Google Research dropped MedGemma 1.5 on January 13th, and the headline number is this: it's the first open multimodal model that can interpret 3D medical imaging. CT scans, MRIs, whole-slide histopathology. Feed it multiple slices and it'll tell you what it sees.
That's new. The original MedGemma, released at Google I/O back in May 2025, could handle 2D stuff fine. Chest X-rays, dermatology photos, fundus images. But a full CT volume? No.
So how much better is it actually
Google's internal benchmarks show a 3% absolute accuracy improvement on CT disease classification (61% vs 58%) and 14% on MRI findings (65% vs 51%). Not huge, but the baseline wasn't zero. On histopathology, the jump is more dramatic: ROUGE-L scores went from 0.02 to 0.49, matching a task-specific model called PolyPath.
The chest X-ray improvements are easier to parse. Anatomical localization improved by 35% intersection-over-union on the Chest ImaGenome benchmark. Longitudinal imaging, meaning comparing current scans to historical ones, improved 5% on MS-CXR-T.
But here's where I get skeptical. These are all internal benchmarks or academic datasets. The model card itself says evaluations included "primarily English language prompts." And the 61% accuracy on CT classification? That's across findings, averaged. Which findings? Conditions? Severity? They don't break it down.
The speech thing
Alongside MedGemma 1.5, Google released MedASR, a speech-to-text model fine-tuned for medical dictation. The pitch: doctors speak in jargon, general ASR models choke on it, MedASR doesn't.
The numbers here are actually impressive. Compared to Whisper large-v3, MedASR shows 58% fewer errors on chest X-ray dictations (5.2% vs 12.5% word error rate) and 82% fewer errors on a diverse medical dictation benchmark (5.2% vs 28.2% WER).
That second number is the one that matters. 28.2% WER means roughly one in four words is wrong. For medical transcription, that's dangerous. Getting it down to 5.2% puts it in usable territory.
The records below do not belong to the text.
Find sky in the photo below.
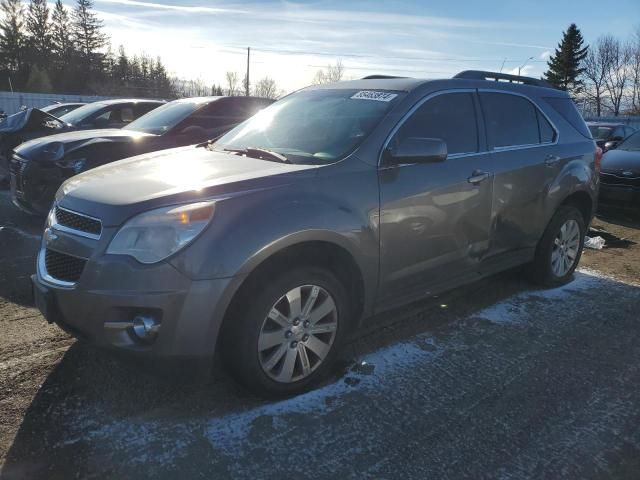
[81,0,640,92]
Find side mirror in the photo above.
[178,125,207,143]
[384,137,447,164]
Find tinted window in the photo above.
[545,97,591,138]
[480,92,540,148]
[126,100,202,135]
[134,103,161,118]
[617,132,640,152]
[589,125,613,140]
[536,109,556,143]
[613,127,624,138]
[396,93,478,154]
[60,103,106,125]
[214,88,404,164]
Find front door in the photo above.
[378,90,493,308]
[479,91,567,267]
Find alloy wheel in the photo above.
[258,285,338,383]
[551,220,580,278]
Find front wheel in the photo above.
[223,267,350,395]
[530,205,586,286]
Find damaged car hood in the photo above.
[56,146,318,225]
[15,128,155,161]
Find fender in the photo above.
[545,152,600,227]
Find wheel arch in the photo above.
[216,232,372,350]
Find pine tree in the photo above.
[72,0,107,71]
[25,65,53,93]
[544,23,589,95]
[0,0,25,72]
[114,45,130,87]
[26,0,51,67]
[51,0,73,63]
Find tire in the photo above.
[529,205,586,287]
[222,266,352,396]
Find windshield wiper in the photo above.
[224,147,291,163]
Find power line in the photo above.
[215,44,546,63]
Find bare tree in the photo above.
[603,35,631,116]
[583,37,610,116]
[313,59,344,85]
[253,77,280,98]
[225,72,239,97]
[629,25,640,115]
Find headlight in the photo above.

The model pairs with MedGemma, so you can dictate prompts instead of typing them. Whether anyone actually wants to talk to their radiology AI is another question.
They're dangling $100,000
Google launched the MedGemma Impact Challenge on Kaggle, a hackathon with $100k in prizes. Standard developer evangelism, but it suggests they want adoption numbers to show for this.
Real deployments, apparently
Two case studies worth noting. Malaysia's Ministry of Health is using a MedGemma-powered tool called askCPG from Qmed Asia to navigate 150+ clinical practice guidelines. And Taiwan's National Health Insurance Administration used MedGemma to analyze 30,000 pathology reports for lung cancer surgical decisions.
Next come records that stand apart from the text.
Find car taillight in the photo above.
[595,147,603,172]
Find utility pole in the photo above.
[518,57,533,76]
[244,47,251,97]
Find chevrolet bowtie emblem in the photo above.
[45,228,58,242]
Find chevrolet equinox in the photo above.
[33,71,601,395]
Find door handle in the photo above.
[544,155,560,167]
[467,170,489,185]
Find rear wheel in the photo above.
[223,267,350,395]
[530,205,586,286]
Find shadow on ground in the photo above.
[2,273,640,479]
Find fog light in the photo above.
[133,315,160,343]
The Taiwan deployment is the more interesting one. That's policy-level analysis, not clinical point-of-care. Using an AI model to inform surgical guidelines is a different risk profile than using it to diagnose individual patients.
What's still missing
The 1.5 release is only the 4B model. If you want more parameters, you're stuck on MedGemma 1 27B for text-heavy applications. No multimodal 27B with the new capabilities yet.
Multi-turn conversations still aren't supported. Multi-image inputs beyond the longitudinal chest X-ray use case remain unvalidated. And Google keeps repeating that outputs "require independent verification and clinical correlation." Translation: don't sue us.
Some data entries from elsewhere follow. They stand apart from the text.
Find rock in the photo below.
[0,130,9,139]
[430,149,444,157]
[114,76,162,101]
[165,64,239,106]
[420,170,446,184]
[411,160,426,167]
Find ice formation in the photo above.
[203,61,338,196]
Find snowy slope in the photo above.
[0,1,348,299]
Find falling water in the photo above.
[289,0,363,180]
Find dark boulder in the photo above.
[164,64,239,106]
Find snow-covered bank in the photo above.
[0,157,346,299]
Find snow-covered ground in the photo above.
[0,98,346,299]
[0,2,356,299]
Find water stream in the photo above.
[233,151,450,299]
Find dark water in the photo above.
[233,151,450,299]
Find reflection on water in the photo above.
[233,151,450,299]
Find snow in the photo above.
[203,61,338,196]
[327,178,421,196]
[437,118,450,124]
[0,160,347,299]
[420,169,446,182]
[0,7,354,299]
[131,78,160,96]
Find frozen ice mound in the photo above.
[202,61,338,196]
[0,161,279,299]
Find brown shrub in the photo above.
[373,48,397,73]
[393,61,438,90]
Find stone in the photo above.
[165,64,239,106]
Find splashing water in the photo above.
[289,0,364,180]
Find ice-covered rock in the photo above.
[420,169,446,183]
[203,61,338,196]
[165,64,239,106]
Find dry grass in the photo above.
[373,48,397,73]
The model ran into a bug last July where a missing end-of-image token was quietly degrading multimodal performance. They fixed it. Makes you wonder what else might be lurking.
The real test
MedGemma has millions of downloads and hundreds of community variants on Hugging Face. Academic papers cite it favorably against comparable models. But the gap between "performs well on benchmarks" and "changes clinical outcomes" remains wide.
The 4B size is small enough to run offline, which matters for privacy-sensitive healthcare environments. And the open weights mean institutions can fine-tune on their own data without sending PHI through Google's cloud.
Whether radiologists want AI reading their CT scans at 61% accuracy. That's a different conversation.